(White House photo)
President Obama's reelection campaign
announces his opposition to North Carolina's anti-gay Amendment 1, scheduled for a May 8 vote (
via Joe Sudbay):
“While the president does not weigh in on every single ballot measure in every state, the record is clear that the President has long opposed divisive and discriminatory efforts to deny rights and benefits to same sex couples,” said Cameron French, his North Carolina campaign spokesman.
“That’s what the North Carolina ballot initiative would do – it would single out and discriminate against committed gay and lesbian couples – and that’s why the President does not support it.”
This is good news, not just to the extent it helps defeat the amendment, but also because it signals a continuing evolution of President Obama's views on marriage equality. Yesterday, Sam Stein and Amanda Terkel
reported on the push to add a plank to the Democratic Party platform supporting marriage equality. According to their report, Obama campaign officials and senior Democrats are concerned about such a plank and the implications that it would have given President Obama's stated opposition to marriage equality. According to the report, they've been pushing a cautious hurry up and wait approach rather than the throw it in reverse one, apparently hoping that the issue will just disappear rather than wanting to overtly oppose it.

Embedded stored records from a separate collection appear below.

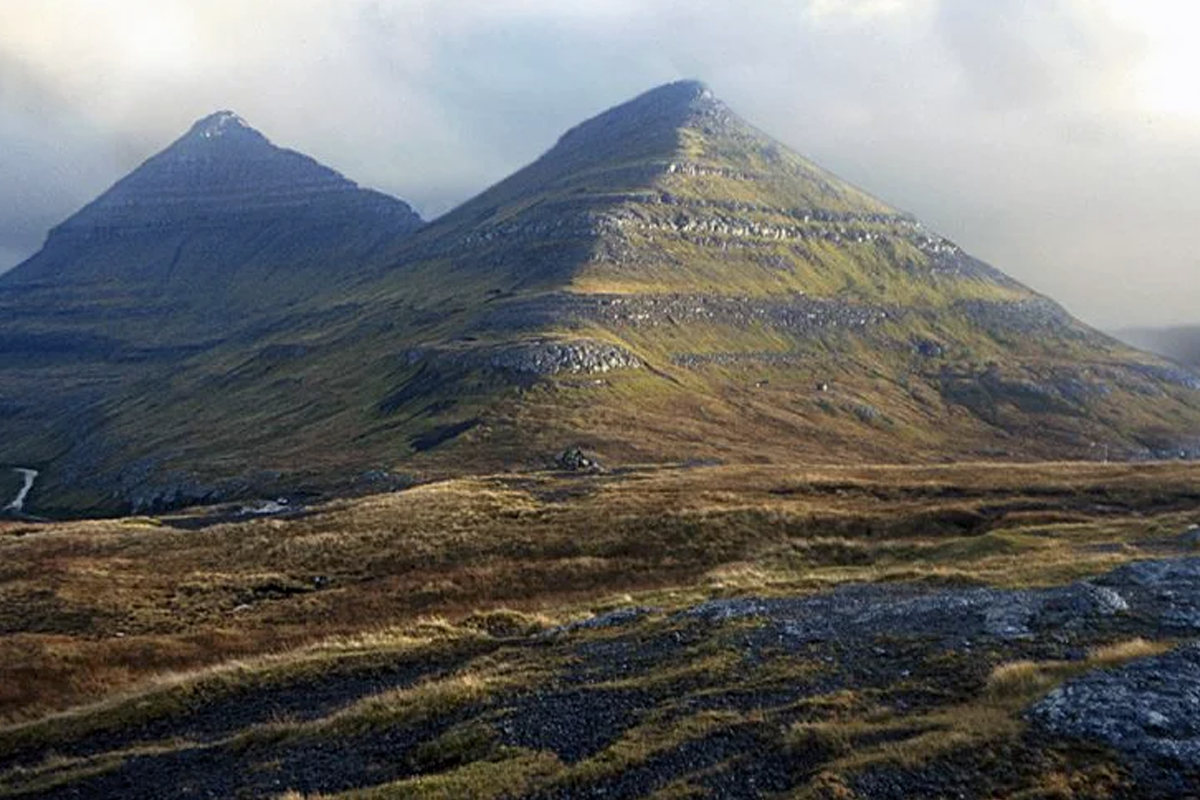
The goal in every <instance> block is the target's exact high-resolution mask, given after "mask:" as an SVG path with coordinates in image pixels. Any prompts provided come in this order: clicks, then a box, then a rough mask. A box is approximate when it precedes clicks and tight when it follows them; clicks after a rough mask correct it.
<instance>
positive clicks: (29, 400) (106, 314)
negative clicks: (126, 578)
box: [0, 112, 422, 477]
mask: <svg viewBox="0 0 1200 800" xmlns="http://www.w3.org/2000/svg"><path fill="white" fill-rule="evenodd" d="M421 224H422V223H421V219H420V218H419V217H418V215H416V213H415V212H414V211H413V210H412V209H410V207H409V206H408V205H407V204H404V203H402V201H400V200H396V199H394V198H390V197H386V196H384V194H380V193H378V192H373V191H368V190H364V188H360V187H359V186H356V185H355V184H353V182H352V181H349V180H347V179H346V178H343V176H342V175H340V174H337V173H336V172H334V170H331V169H329V168H326V167H324V166H322V164H319V163H317V162H316V161H313V160H311V158H308V157H307V156H304V155H300V154H298V152H294V151H290V150H286V149H282V148H277V146H275V145H274V144H271V143H270V142H269V140H268V139H266V138H265V137H264V136H263V134H262V133H259V132H258V131H256V130H253V128H251V127H250V126H248V125H247V124H246V122H245V121H244V120H242V119H241V118H239V116H238V115H235V114H233V113H232V112H218V113H216V114H212V115H210V116H208V118H205V119H203V120H200V121H198V122H196V125H194V126H192V128H191V130H190V131H188V132H187V133H186V134H185V136H182V137H181V138H180V139H178V140H176V142H174V143H173V144H172V145H170V146H168V148H167V149H166V150H163V151H162V152H160V154H157V155H155V156H154V157H151V158H150V160H148V161H146V162H145V163H144V164H142V166H140V167H138V168H137V169H136V170H134V172H133V173H131V174H130V175H127V176H126V178H124V179H122V180H120V181H119V182H118V184H116V185H114V186H113V187H112V188H109V190H108V191H107V192H104V193H103V194H102V196H100V197H98V198H97V199H96V200H94V201H92V203H90V204H89V205H86V206H85V207H84V209H82V210H80V211H79V212H77V213H76V215H73V216H72V217H70V218H68V219H66V221H65V222H64V223H62V224H60V225H59V227H56V228H55V229H54V230H52V231H50V234H49V236H48V237H47V241H46V243H44V246H43V248H42V249H41V251H40V252H38V253H36V254H35V255H34V257H31V258H30V259H29V260H26V261H24V263H23V264H20V265H18V266H17V267H14V269H13V270H11V271H10V272H6V273H4V275H2V276H0V437H2V438H4V441H5V445H4V449H2V451H0V463H5V462H10V461H11V462H13V463H17V464H22V465H24V464H38V465H40V464H48V463H50V462H54V461H55V459H58V458H60V457H61V456H62V453H64V452H67V451H74V452H76V453H78V451H79V447H80V446H84V447H86V443H88V441H89V437H90V435H91V434H92V433H94V432H96V431H97V429H98V428H100V427H101V426H102V425H103V423H104V421H106V420H107V419H109V416H110V415H113V414H114V411H113V404H115V403H119V402H121V398H128V397H143V398H144V397H150V396H161V395H163V393H164V392H166V391H167V389H168V381H169V379H170V375H172V374H174V373H175V372H178V371H179V369H180V368H181V366H182V365H184V363H186V362H187V361H188V360H190V359H194V357H198V356H200V355H203V354H206V353H211V351H212V350H214V349H216V348H220V347H221V345H223V344H229V343H234V344H235V347H241V345H244V344H245V343H247V342H254V341H257V339H258V338H259V337H260V336H262V335H263V331H264V330H270V329H272V327H274V326H278V325H286V324H287V320H288V319H290V318H296V317H302V315H304V314H306V313H310V311H311V309H310V307H308V306H307V305H306V302H307V301H308V300H311V299H312V297H313V296H314V295H318V294H322V293H325V291H328V290H329V289H330V288H331V287H335V285H337V284H338V282H344V281H352V279H354V276H355V275H356V272H358V270H359V269H360V267H361V265H362V263H364V260H365V259H367V258H368V255H370V254H371V253H372V252H373V251H376V249H378V248H379V247H380V246H382V245H384V243H388V242H391V241H392V240H394V239H396V237H402V236H406V235H409V234H412V233H413V231H415V230H416V229H418V228H420V225H421ZM68 477H70V475H68Z"/></svg>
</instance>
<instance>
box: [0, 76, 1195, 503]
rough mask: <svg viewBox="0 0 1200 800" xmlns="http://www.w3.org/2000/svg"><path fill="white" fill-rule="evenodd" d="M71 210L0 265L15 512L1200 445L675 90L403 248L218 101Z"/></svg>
mask: <svg viewBox="0 0 1200 800" xmlns="http://www.w3.org/2000/svg"><path fill="white" fill-rule="evenodd" d="M206 133H210V134H211V136H205V134H206ZM227 145H228V146H227ZM194 152H199V154H203V155H202V157H198V158H197V157H196V156H194V155H193V154H194ZM247 152H253V154H260V155H262V163H259V161H258V156H257V155H256V156H254V157H248V156H246V155H245V154H247ZM209 156H211V157H209ZM284 166H286V168H284ZM139 173H140V175H139ZM244 179H245V180H244ZM184 197H194V199H188V200H184V199H181V198H184ZM176 204H178V205H176ZM227 207H228V209H229V213H228V216H227V215H226V213H223V211H224V210H226V209H227ZM79 217H80V219H76V221H73V222H72V221H68V223H66V224H64V225H62V227H61V228H59V229H56V231H55V234H54V235H52V237H50V240H49V241H48V242H47V247H46V248H44V249H43V252H42V253H40V254H38V255H36V257H35V258H34V259H31V260H30V261H29V263H26V264H25V265H23V266H22V267H19V269H18V270H16V271H14V272H13V273H11V275H7V276H4V277H0V297H4V299H5V300H0V302H5V305H6V306H7V307H10V308H24V309H25V312H23V313H24V317H20V315H14V317H12V321H10V323H8V325H7V327H6V329H5V330H4V333H2V336H6V337H7V341H8V342H12V343H16V344H17V347H7V348H6V349H5V351H6V356H5V359H6V362H5V363H4V365H2V367H4V371H2V372H0V397H2V398H4V404H2V408H5V409H6V411H5V414H4V419H2V420H0V426H2V427H0V434H4V435H2V439H0V443H2V444H0V459H4V461H7V462H11V463H13V464H22V465H32V467H37V468H41V469H43V473H44V476H43V479H42V481H40V483H38V487H37V489H36V491H35V495H34V498H32V499H34V501H35V505H37V506H40V507H50V509H53V507H59V509H71V510H78V509H106V507H107V509H146V507H162V506H164V505H172V504H178V503H186V501H193V500H212V499H220V498H227V497H234V495H239V494H248V493H258V492H278V491H286V489H289V488H296V487H300V486H307V487H312V488H338V487H343V488H344V487H347V486H352V485H355V483H361V482H362V481H373V480H379V479H380V476H384V477H385V476H386V474H388V473H391V471H396V470H402V471H415V473H420V474H445V473H469V471H480V470H486V469H504V468H511V467H538V465H546V464H550V463H551V462H552V459H553V457H554V455H556V453H558V452H560V451H562V450H563V449H564V447H566V446H569V445H575V444H582V445H584V446H586V447H588V449H589V450H593V451H595V452H598V453H599V455H600V456H601V458H602V459H605V461H606V462H610V463H628V462H649V461H654V462H660V461H689V459H727V461H773V459H779V461H782V459H788V461H812V462H845V461H859V459H871V461H931V459H942V458H983V457H985V458H1034V457H1054V458H1099V457H1100V453H1102V452H1108V453H1110V455H1111V456H1114V457H1124V458H1148V457H1160V456H1172V457H1175V456H1178V455H1181V453H1183V455H1187V453H1195V452H1198V449H1200V379H1198V378H1196V377H1195V375H1194V374H1192V373H1188V372H1186V371H1183V369H1180V368H1177V367H1174V366H1171V365H1168V363H1164V362H1162V361H1158V360H1156V359H1153V357H1151V356H1147V355H1145V354H1140V353H1136V351H1134V350H1130V349H1129V348H1127V347H1124V345H1122V344H1120V343H1118V342H1116V341H1115V339H1111V338H1109V337H1106V336H1104V335H1102V333H1099V332H1097V331H1094V330H1091V329H1088V327H1086V326H1085V325H1082V324H1080V323H1079V321H1076V320H1074V319H1073V318H1070V315H1069V314H1067V313H1066V312H1064V311H1063V309H1062V308H1060V307H1058V306H1057V305H1055V303H1054V302H1052V301H1050V300H1048V299H1045V297H1043V296H1040V295H1038V294H1036V293H1033V291H1031V290H1030V289H1027V288H1026V287H1024V285H1021V284H1019V283H1016V282H1014V281H1012V279H1010V278H1008V277H1006V276H1004V275H1003V273H1001V272H998V271H996V270H995V269H992V267H990V266H988V265H985V264H983V263H980V261H978V260H976V259H973V258H971V257H970V255H967V254H966V253H964V252H962V251H961V249H960V248H959V247H958V246H956V245H954V243H953V242H950V241H948V240H946V239H943V237H942V236H938V235H937V234H935V233H932V231H930V230H928V229H925V228H924V227H923V225H922V224H920V223H919V222H918V221H916V219H914V218H912V217H911V216H910V215H907V213H904V212H901V211H898V210H896V209H894V207H892V206H889V205H887V204H884V203H882V201H880V200H877V199H875V198H872V197H870V196H869V194H866V193H865V192H863V191H860V190H858V188H856V187H852V186H850V185H847V184H845V182H842V181H840V180H839V179H836V178H835V176H833V175H830V174H829V173H827V172H824V170H822V169H821V168H820V167H817V166H815V164H812V163H810V162H809V161H806V160H804V158H802V157H800V156H798V155H796V154H793V152H791V151H790V150H787V149H786V148H785V146H782V145H780V144H779V143H776V142H774V140H773V139H770V138H769V137H768V136H766V134H763V133H762V132H760V131H757V130H756V128H754V127H752V126H750V125H748V124H746V122H745V121H743V120H742V119H740V118H738V116H737V115H736V114H733V113H732V112H731V110H730V109H728V108H727V107H726V106H725V104H724V103H721V102H720V101H719V100H716V98H715V97H714V96H713V95H712V92H710V91H709V90H708V89H707V88H706V86H703V85H702V84H698V83H695V82H682V83H676V84H668V85H665V86H661V88H659V89H655V90H652V91H649V92H647V94H644V95H642V96H640V97H637V98H635V100H632V101H630V102H628V103H625V104H623V106H619V107H617V108H613V109H610V110H607V112H605V113H602V114H600V115H599V116H595V118H593V119H590V120H588V121H587V122H584V124H582V125H580V126H577V127H575V128H572V130H571V131H569V132H568V133H566V134H564V136H563V137H562V138H560V139H559V142H558V143H557V145H556V146H554V148H552V149H551V150H550V151H548V152H546V154H545V155H544V156H542V157H541V158H539V160H538V161H535V162H534V163H532V164H530V166H528V167H527V168H524V169H522V170H520V172H517V173H516V174H514V175H512V176H511V178H509V179H506V180H504V181H502V182H500V184H498V185H496V186H493V187H492V188H490V190H487V191H486V192H484V193H482V194H480V196H479V197H478V198H475V199H473V200H470V201H468V203H466V204H464V205H462V206H461V207H458V209H456V210H455V211H452V212H450V213H448V215H446V216H444V217H442V218H439V219H437V221H436V222H434V223H432V224H430V225H426V227H424V228H421V229H419V230H415V233H414V229H415V228H416V224H418V221H416V219H415V217H414V216H413V215H412V213H410V211H409V210H408V209H407V206H404V205H403V204H400V203H398V201H392V200H390V199H386V198H382V197H380V196H377V194H374V193H368V192H364V191H361V190H358V188H355V187H354V186H353V185H349V184H347V182H344V181H342V180H341V179H340V178H337V176H336V175H334V174H332V173H329V172H328V170H324V169H323V168H320V167H318V166H316V164H314V163H313V162H310V161H307V160H304V158H302V157H300V156H296V155H295V154H287V152H282V151H276V150H274V149H272V148H270V145H269V144H268V143H266V142H265V139H263V138H262V137H260V134H257V133H254V132H253V131H250V130H248V128H246V127H245V126H244V125H241V124H240V122H238V121H236V120H234V119H233V118H230V116H228V115H217V116H215V118H209V119H208V120H205V121H202V122H200V124H198V126H197V127H196V128H193V131H192V132H190V133H188V136H186V137H184V139H181V140H180V142H179V143H176V144H175V145H173V146H172V148H169V149H168V150H167V151H164V154H162V155H161V156H158V157H156V158H154V160H151V161H150V162H148V163H146V166H145V167H143V168H142V169H140V170H138V173H134V174H133V175H131V176H130V179H126V180H125V181H121V184H119V185H118V186H116V187H114V190H113V191H112V192H110V193H109V194H107V196H106V197H104V198H101V200H97V203H96V204H94V205H92V206H89V209H85V210H84V211H83V212H80V215H79ZM227 228H228V229H227ZM77 230H80V231H82V233H79V234H77V233H76V231H77ZM230 230H233V231H234V233H233V234H230ZM212 231H217V233H212ZM197 242H198V243H197ZM50 275H60V276H70V275H78V276H80V278H83V279H94V281H96V282H97V283H98V284H102V285H104V287H106V294H103V295H100V296H96V295H94V294H92V293H82V291H80V294H74V295H73V294H72V291H73V289H74V282H70V283H64V282H59V281H49V276H50ZM55 293H59V294H55ZM85 295H86V296H85ZM148 302H149V305H148ZM199 320H203V321H204V323H205V324H204V325H198V324H197V323H198V321H199ZM224 320H233V327H229V329H227V327H226V321H224ZM202 331H203V333H202ZM131 357H137V359H140V360H142V363H138V365H136V366H131V365H130V363H128V361H130V359H131ZM80 359H83V360H84V362H85V363H86V366H88V368H89V369H91V372H90V373H89V372H88V371H86V369H85V371H82V372H80V371H79V369H77V368H76V367H74V366H73V365H72V367H71V368H70V369H67V368H66V366H65V365H66V363H67V362H68V361H78V360H80ZM112 365H118V369H116V371H115V372H114V371H112V369H110V368H109V367H110V366H112ZM47 397H49V398H53V399H52V401H43V399H42V398H47ZM59 401H66V402H62V403H60V402H59ZM1102 445H1103V450H1102V449H1100V446H1102Z"/></svg>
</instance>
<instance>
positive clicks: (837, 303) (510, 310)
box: [480, 293, 905, 331]
mask: <svg viewBox="0 0 1200 800" xmlns="http://www.w3.org/2000/svg"><path fill="white" fill-rule="evenodd" d="M904 313H905V312H904V311H902V309H900V308H895V307H888V306H880V305H869V303H857V302H848V301H844V300H834V299H826V297H810V296H808V295H803V294H793V295H786V296H779V297H745V296H724V295H682V294H655V295H652V294H635V295H616V294H587V295H584V294H568V293H556V294H550V295H542V296H539V297H533V299H529V300H523V301H518V302H510V303H508V305H505V306H503V307H500V308H497V309H494V311H492V312H491V313H488V314H487V315H486V317H485V318H484V319H482V320H481V323H480V329H481V330H506V331H517V330H527V329H533V327H539V326H544V325H550V324H557V325H571V324H578V323H583V321H593V323H600V324H604V325H611V326H613V327H625V326H628V327H654V326H658V325H683V324H691V323H710V324H715V325H726V326H731V327H748V326H750V325H754V324H766V325H770V326H773V327H781V329H787V330H792V331H816V330H822V329H863V327H868V326H871V325H878V324H881V323H884V321H887V320H890V319H898V318H900V317H901V315H902V314H904Z"/></svg>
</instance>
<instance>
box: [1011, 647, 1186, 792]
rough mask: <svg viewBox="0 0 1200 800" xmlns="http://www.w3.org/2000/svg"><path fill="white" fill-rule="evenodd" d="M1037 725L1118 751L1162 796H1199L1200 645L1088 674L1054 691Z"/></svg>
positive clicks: (1048, 701)
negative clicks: (1116, 667) (1132, 765)
mask: <svg viewBox="0 0 1200 800" xmlns="http://www.w3.org/2000/svg"><path fill="white" fill-rule="evenodd" d="M1030 718H1031V720H1033V721H1034V722H1036V723H1037V724H1038V726H1040V727H1042V728H1044V729H1046V730H1050V732H1052V733H1055V734H1056V735H1060V736H1068V738H1072V739H1090V740H1093V741H1099V742H1103V744H1105V745H1108V746H1110V747H1112V748H1115V750H1117V751H1118V752H1121V753H1122V754H1124V756H1126V758H1128V759H1130V760H1133V762H1134V766H1135V769H1136V771H1138V772H1139V774H1140V776H1141V777H1142V780H1144V781H1145V782H1147V783H1148V782H1152V783H1153V784H1156V787H1157V788H1159V790H1163V792H1165V793H1166V794H1163V795H1162V796H1180V798H1182V796H1192V795H1190V792H1193V790H1195V788H1196V783H1194V782H1193V781H1194V780H1195V778H1196V777H1198V776H1200V643H1193V644H1189V645H1186V646H1182V648H1178V649H1177V650H1174V651H1171V652H1168V654H1166V655H1163V656H1158V657H1153V658H1144V660H1140V661H1136V662H1133V663H1129V664H1126V666H1124V667H1121V668H1118V669H1111V670H1097V672H1092V673H1088V674H1087V675H1085V676H1082V678H1079V679H1076V680H1073V681H1070V682H1068V684H1067V685H1064V686H1062V687H1060V688H1056V690H1055V691H1052V692H1051V693H1050V694H1049V696H1048V697H1046V698H1045V699H1044V700H1042V702H1040V703H1038V704H1037V705H1036V706H1033V709H1032V710H1031V711H1030Z"/></svg>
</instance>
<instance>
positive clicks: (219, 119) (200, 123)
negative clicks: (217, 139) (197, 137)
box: [194, 110, 250, 139]
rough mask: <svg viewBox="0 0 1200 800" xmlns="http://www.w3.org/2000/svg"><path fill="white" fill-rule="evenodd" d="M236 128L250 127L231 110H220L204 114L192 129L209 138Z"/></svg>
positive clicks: (200, 135)
mask: <svg viewBox="0 0 1200 800" xmlns="http://www.w3.org/2000/svg"><path fill="white" fill-rule="evenodd" d="M236 128H250V125H248V124H247V122H246V120H244V119H241V118H240V116H238V115H236V114H234V113H233V112H229V110H222V112H216V113H215V114H209V115H208V116H205V118H204V119H203V120H200V121H199V122H197V124H196V128H194V130H196V132H197V133H199V134H200V136H202V137H204V138H205V139H211V138H212V137H218V136H224V134H226V133H227V132H229V131H230V130H236Z"/></svg>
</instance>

But as Greg Sargent and Joe Sudbay both argue, the issue is going to come to head in August no matter what. And given that reality, the question the Obama campaign and DNC officials should be weighing isn't whether the party platform can get out ahead of the president on marriage equality, it's whether the president (or his operatives) can afford to do anything that might get in the way of the party adopting a pro-equality plank.
Today's statement suggests that President Obama understands this. Obviously, he doesn't need to worry about a mad rush of gay activists to the Republican Party, but being on the right side of this issue boosts enthusiasm in a tough election year during which he needs an energized team.
Moreover, when President Obama makes moves—like his statement today—that bring him closer to supporting marriage equality and freedom, it is consistent with his political brand. I don't think anyone really believes he fundamentally opposes marriage equality, especially given the statement he made today. Obviously, he still hasn't completed his evolution, but at least he's going in the right direction. Heading the wrong way—and trying to block the marriage equality plank would be heading the wrong way—would seem like a cynical political calculation made out of fear.
Fortunately, if today's announcement is an indication of what's to come, that's not the direction he's heading. And this is one of those occasions where doing the right thing is also good politics. He might not have the power to make marriage equality the law of the land with the snap of his fingers, but you can be damn sure that supporting it would provoke a furious reaction from Republicans similar to the birth control debate, strengthening the hands of the right-wing Republicans like Rick Santorums and putting the G.O.P.'s anti-gay bigotry on full display for all to see. And when the public pulls back from the Republican Party in response, we'll all have a good laugh as they accuse President Obama of having trapped them. Yes, he'll have trapped them ... into saying what they really believe.